Tampoco aumentará nuestra felicidad aumentar nuestra riqueza ni desperdiciarla
en lujos extravagantes para relucir en la sociedad interesada, ¡No!, lo verdaderamente
importante en la búsqueda de la felicidad sería compartir.
Según
una entrevista concedida por Eduard Punset en el programa Redes para la
ciencia, la forma más fácil de ser felices es dar.
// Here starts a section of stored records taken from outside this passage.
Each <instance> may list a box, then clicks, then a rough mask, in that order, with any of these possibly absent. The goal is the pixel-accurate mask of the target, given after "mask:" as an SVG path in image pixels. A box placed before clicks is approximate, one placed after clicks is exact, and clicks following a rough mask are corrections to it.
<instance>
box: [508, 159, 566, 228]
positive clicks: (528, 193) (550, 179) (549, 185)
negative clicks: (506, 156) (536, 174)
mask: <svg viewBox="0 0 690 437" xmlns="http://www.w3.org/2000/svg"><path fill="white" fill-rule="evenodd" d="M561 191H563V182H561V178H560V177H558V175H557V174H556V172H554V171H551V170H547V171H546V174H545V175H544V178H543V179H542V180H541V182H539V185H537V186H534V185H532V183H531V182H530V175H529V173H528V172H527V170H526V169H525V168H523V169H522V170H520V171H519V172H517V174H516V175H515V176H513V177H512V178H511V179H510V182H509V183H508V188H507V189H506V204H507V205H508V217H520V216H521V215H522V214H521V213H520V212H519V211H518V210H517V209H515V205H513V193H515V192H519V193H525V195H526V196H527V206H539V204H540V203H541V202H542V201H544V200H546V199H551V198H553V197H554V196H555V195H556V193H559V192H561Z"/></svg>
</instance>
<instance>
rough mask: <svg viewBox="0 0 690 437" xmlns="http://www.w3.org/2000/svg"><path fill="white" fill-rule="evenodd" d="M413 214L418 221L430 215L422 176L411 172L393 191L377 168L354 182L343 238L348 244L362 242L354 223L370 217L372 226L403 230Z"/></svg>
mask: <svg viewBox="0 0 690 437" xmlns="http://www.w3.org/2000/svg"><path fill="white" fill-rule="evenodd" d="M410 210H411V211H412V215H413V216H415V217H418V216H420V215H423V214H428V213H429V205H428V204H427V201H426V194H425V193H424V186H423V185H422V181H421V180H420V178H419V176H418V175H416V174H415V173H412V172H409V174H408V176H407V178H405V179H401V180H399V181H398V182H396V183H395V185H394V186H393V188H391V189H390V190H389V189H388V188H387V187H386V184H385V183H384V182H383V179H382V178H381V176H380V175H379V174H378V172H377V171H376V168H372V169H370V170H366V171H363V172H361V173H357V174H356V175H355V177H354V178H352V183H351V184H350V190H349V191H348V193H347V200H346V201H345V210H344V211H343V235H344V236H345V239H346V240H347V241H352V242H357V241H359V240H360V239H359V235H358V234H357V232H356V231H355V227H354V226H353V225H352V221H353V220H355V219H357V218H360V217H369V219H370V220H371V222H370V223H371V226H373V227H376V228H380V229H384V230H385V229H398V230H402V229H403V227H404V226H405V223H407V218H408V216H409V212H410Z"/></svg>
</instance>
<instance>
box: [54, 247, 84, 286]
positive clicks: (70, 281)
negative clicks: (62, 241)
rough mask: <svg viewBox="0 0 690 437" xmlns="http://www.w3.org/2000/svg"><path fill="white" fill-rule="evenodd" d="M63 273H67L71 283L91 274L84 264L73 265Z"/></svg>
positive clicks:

Pero no dar solo porque sí,
él habla acerca del momento en el cual nosotros llegamos a comprender que
almacenar dinero no nos hace más felices, pero sí donarlo a caridad o simplemente
hacer algo con él, lo cual beneficie a otra persona, eso generará en nosotros
una sensación de alegría más grande jamás pensada.
En
cierta medida, estoy de acuerdo en realizar acciones benefactoras para generar
un alto grado de felicidad en nosotros. Sin embargo, del mismo modo también debemos
disfrutar lo adquirido con tanto esfuerzo con nuestra familia, amigos,
compañeros, entre otros, puesto que son esos momentos los cuales compartimos
con ellos los que de igual forma nos generarán felicidad en gran medida y nos harán
sentir realizados de alguna u otra manera.